The objective of this study was to determine if the use of antibiotics 2–5 years before diagnosis was associated with the development of inflammatory bowel disease (IBD).
This was a nested case–control analysis of the population-based University of Manitoba Inflammatory Bowel Disease Epidemiologic Database. A total of 2,234 subjects diagnosed with IBD between 2001 and 2008 were matched to 22,346 controls, based on age, sex, and geographic region. Antibiotic data were drawn from the Manitoba Drug Program Information Network, a comprehensive database of all prescription drugs for all Manitobans dating back to 1995.

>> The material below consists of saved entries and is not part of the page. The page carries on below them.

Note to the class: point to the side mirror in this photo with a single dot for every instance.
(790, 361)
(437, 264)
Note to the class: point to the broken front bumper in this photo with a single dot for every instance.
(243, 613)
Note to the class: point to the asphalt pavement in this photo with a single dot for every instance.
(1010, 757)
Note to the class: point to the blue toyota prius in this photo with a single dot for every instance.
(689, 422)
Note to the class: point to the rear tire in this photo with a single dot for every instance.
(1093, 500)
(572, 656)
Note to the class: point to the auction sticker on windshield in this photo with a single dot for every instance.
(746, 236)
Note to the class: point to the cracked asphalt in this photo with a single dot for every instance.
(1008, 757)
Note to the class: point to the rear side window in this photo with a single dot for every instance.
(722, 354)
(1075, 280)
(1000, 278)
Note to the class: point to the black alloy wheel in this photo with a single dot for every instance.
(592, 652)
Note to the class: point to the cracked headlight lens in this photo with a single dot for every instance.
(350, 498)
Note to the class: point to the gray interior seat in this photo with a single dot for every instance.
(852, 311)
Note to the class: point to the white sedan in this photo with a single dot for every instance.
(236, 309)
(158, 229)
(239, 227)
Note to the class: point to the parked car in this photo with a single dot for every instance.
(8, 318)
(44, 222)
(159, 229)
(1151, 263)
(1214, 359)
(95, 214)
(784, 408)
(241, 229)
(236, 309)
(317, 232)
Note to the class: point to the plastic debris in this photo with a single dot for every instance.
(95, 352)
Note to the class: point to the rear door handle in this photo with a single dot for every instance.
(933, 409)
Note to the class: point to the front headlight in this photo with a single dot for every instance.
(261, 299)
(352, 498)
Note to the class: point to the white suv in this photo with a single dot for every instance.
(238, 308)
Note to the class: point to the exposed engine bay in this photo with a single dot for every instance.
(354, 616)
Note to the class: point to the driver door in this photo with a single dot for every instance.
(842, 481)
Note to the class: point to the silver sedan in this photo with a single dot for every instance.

The mean age at diagnosis was 43.4 years. In all, 12% of cases had ≥3 prescriptions 2 years before the case date, compared with 7% of controls. The odds ratio for those receiving ≥3 dispensations 2 years before their study inclusion was 1.5 (95% confidence interval: 1.3,1.8;P<0.0001) of being an IBD case. This difference in ≥3 dispensations between cases and controls was fairly consistent at 3, 4, and 5 years before IBD case date. Antibiotic dispensations were associated with both Crohn's disease (CD) and ulcerative colitis (UC), with the association nominally stronger in CD cases for ≥1 and ≥2 dispensations, while the association was stronger in UC cases for ≥3 dispensations. A dose-dependent relationship between the number of antibiotic dispensations, and the risk of IBD was observed across all years investigated.
Subjects diagnosed with IBD were more likely to have been prescribed antibiotics 2–5 years before their diagnosis. This possibly implicates antibiotic use as a predisposing factor in IBD etiology.